CAPITULO CXV

 
O almoço
 

Não a vi partir; mas á hora marcada senti alguma cousa que não era dor nem prazer, uma cousa mixta, allivio e saudade, tudo misturado, em eguaes doses. Não se irrite o leitor com esta confissão. Eu bem sei que, para titillar-lhe os nervos da fantasia, devia padecer um grande desespero, derramar algumas lagrimas, e não almoçar. Seria romanesco; mas não seria biographico. A realidade pura é que eu almocei, como nos demais dias, acudindo ao coração com as lembranças da minha aventura, e ao estomago com os acepipes de Mr. Pruddon...

...Velhos do meu tempo, lembrai-vos desse mestre cosinheiro do hotel Pharoux, um sujeito que, segundo dizia o dono da casa, havia servido nos famosos Véry e Véfour, de Paris, e mais nos palacios do conde Molé e do duque de la Rochefoucauld? Era insigne. Entrou no Rio de Janeiro com a polka... A polka, Mr. Pruddon, o Tivoli, o baile dos estrangeiros, o Casino, eis algumas das melhores recordações daquelle tempo; mas sobretudo os acepipes do mestre eram deliciosos.

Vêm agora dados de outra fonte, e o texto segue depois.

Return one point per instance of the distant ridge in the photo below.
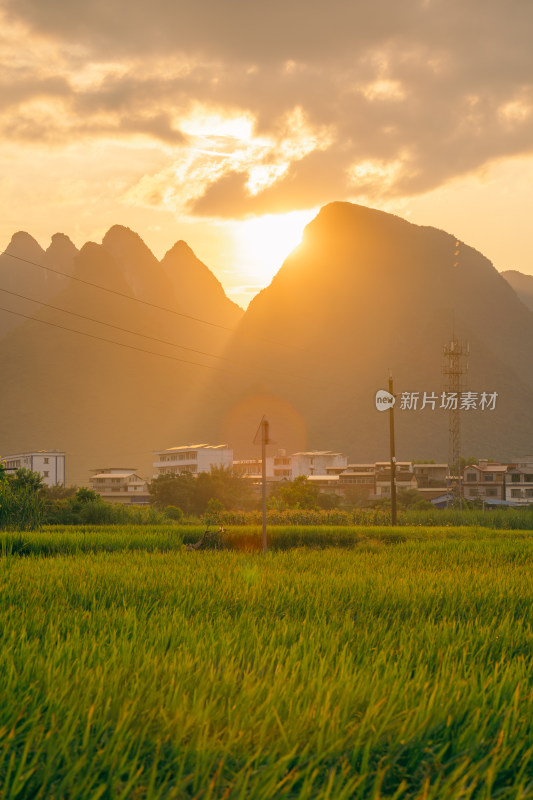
(522, 284)
(365, 293)
(368, 292)
(99, 401)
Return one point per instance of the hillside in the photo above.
(522, 284)
(364, 294)
(367, 293)
(108, 403)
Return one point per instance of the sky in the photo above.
(229, 124)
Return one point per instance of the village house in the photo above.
(50, 464)
(120, 485)
(194, 458)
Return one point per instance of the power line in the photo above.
(128, 346)
(109, 341)
(146, 302)
(126, 330)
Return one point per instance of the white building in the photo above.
(193, 458)
(288, 467)
(50, 464)
(316, 462)
(120, 485)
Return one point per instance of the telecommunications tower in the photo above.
(454, 368)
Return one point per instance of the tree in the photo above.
(21, 506)
(298, 493)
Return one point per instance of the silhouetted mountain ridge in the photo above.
(367, 293)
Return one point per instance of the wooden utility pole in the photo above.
(392, 456)
(265, 439)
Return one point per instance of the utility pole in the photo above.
(392, 456)
(265, 439)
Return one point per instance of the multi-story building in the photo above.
(50, 464)
(284, 466)
(405, 477)
(120, 485)
(486, 480)
(431, 476)
(519, 481)
(193, 458)
(316, 462)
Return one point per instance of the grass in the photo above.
(393, 668)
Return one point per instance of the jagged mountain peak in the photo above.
(62, 251)
(24, 245)
(123, 241)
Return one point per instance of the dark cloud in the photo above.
(419, 91)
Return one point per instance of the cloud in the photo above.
(319, 101)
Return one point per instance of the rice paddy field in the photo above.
(353, 663)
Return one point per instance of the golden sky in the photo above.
(228, 124)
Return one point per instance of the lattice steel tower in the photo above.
(454, 368)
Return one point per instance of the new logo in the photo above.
(384, 400)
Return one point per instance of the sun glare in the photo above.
(263, 243)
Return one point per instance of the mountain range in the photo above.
(364, 295)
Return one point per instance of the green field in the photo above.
(398, 665)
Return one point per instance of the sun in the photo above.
(263, 243)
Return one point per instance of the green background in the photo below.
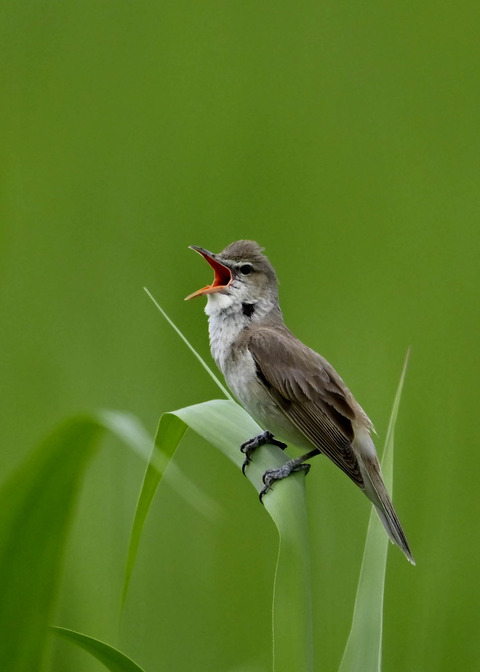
(345, 139)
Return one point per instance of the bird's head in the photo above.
(244, 278)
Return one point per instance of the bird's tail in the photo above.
(377, 493)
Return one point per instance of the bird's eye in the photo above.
(245, 269)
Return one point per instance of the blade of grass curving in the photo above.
(37, 504)
(226, 426)
(363, 652)
(114, 660)
(190, 347)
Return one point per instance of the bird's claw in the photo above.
(252, 444)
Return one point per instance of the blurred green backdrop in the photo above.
(345, 139)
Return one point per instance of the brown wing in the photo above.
(310, 393)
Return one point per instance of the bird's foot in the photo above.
(273, 475)
(252, 444)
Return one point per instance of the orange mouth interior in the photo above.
(221, 280)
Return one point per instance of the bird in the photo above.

Eram, e naquella manhã parece que o diabo do homem adivinhára a nossa catastrophe. Jámais o engenho e a arte lhe foram tão propicios. Que requinte de temperos! que tenrura de carnes! que rebuscado de fórmas! Comia-se com a bocca, com os olhos, com o nariz. Não guardei a conta desse dia; do contrario, é mui provavel que a deixasse nestas paginas. Sei que foi cara. Ai dor! era-me preciso enterrar magnificamente os meus amores. Elles lá iam, mar em fóra, no espaço e no tempo, e eu ficava-me alli n’uma ponta de mesa, com os meus quarenta e tantos annos, tão vadios e tão vazios; ficava-me para os não ver nunca mais, porque ella poderia tornar e tornou, mas o effluvio da manhã quem é que o pediu ao crepusculo da tarde?